The second...I got the feeling that Dr. Evans is reaching when he claims that "A constitutional republic is the biblical form of government God gave to Moses." He goes on to explain that the founding fathers emulated this system when setting up the American government because they wanted a government founded on the will of the people, but subject to a constitution which in turn was interpreted by leaders guided by God. He then explains that in Exodus 18:17-27, Moses set up a "bottom-up system" of rule where the people had representatives who were lead by God. This all follows his stating that "democracy" isn't mentioned in our founding documents (neither are "Jesus" or "capitalism" by the way) and how democracy can easily result in 51% "mobocracy" in a section labeled "The Tyranny of the 51%".
The concept had me curious though, so I had to check out Exodus. It's quite apparent that Moses selected the representatives, leaving this system, from what I can tell, anything but bottom-up. It was inherently top-down...from God, to Moses, to the representatives, to the people. Which left me wondering how this system could be described by anyone as a government "of the people". This is where I think, Dr. Evans ran into the conundrum that faces so many American Christian conservatives. Much of the Bible points to top-down systems of governing...from the spheres of the personal, to the home to the church to society as a whole. The logical progression here, is to monarchs and popes--people supposedly appointed and lead by God...the very things America's founders fled. But, no one west of the Atlantic wants to say that the Catholics and the English got it right, or worse, that American and Protestant ideals of government are no more effective or Godly in the long run.

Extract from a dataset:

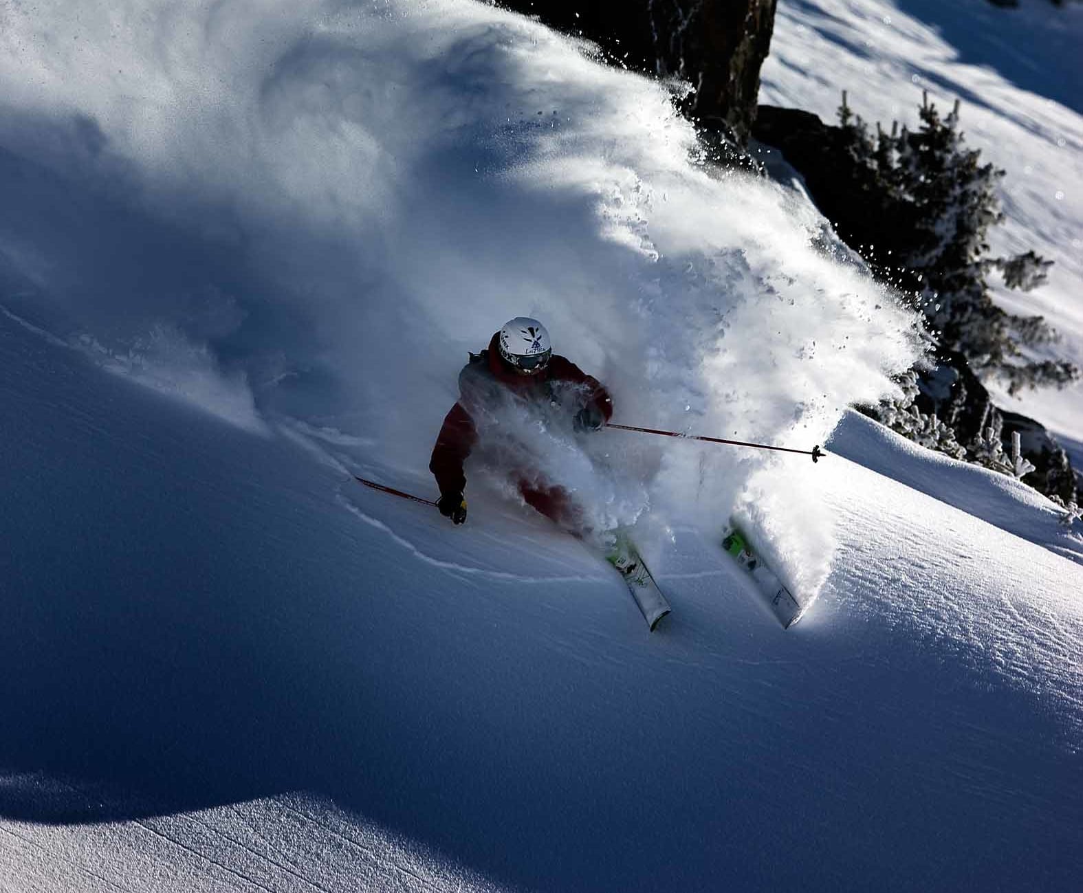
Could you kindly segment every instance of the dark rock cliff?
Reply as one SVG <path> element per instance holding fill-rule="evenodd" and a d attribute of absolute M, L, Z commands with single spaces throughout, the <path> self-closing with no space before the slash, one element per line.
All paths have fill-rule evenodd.
<path fill-rule="evenodd" d="M 744 145 L 756 120 L 759 70 L 777 0 L 503 0 L 550 27 L 598 43 L 638 71 L 693 87 L 684 113 Z"/>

I am no huge fan of democracy...I see too much stupidity in individual decision making, too much prejudice, too little thought and too much laziness of character to be one...BUT, I do still believe that, if we are to govern ourselves, that all of us should have a say. I believe democracy should play a part in our governmental processes. What put me off most in his critique of democracy though, is that it implies that God's power is somehow limited if we choose democracy...as if a choice in government is our way of giving God permission to influence our political lives.

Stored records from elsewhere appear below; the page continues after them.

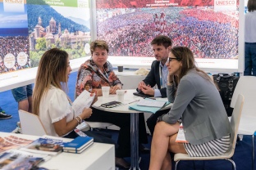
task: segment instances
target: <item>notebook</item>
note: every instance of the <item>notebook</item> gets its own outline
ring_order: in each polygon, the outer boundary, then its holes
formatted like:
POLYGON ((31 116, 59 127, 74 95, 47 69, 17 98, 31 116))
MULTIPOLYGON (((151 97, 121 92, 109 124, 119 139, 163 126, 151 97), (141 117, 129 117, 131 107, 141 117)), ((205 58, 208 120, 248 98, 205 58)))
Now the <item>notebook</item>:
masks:
POLYGON ((135 96, 142 96, 142 97, 151 97, 151 96, 151 96, 151 95, 146 95, 146 94, 143 93, 142 92, 134 92, 133 94, 134 94, 135 96))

As I was writing this, I ran across a statement that I missed. Dr. Evans says, "...the church could influence through uniting and offering up its own party candidate". I find the idea of the church uniting almost humorous in a country that houses more that 40,000 Christian denominations. I also find it a bit puzzling as to how a candidate would be selected considering that relatively few issues of government are actually moral ones--but that's a topic for another day.
My stuck craw boils down to this--while Evans outright says that God is neither a Democrat nor a Republican, his writing is bent quite squarely against the central tenants of the Democratic party--and so I have a hard time calling this an even-handed book on anything but a superficial level (perhaps that wasn't his goal). It's definitely a good read though, especially for Christians that tend to be 1-issue voters or plagued by conscience when they don't give in to moral bullying around one or two fad-issues.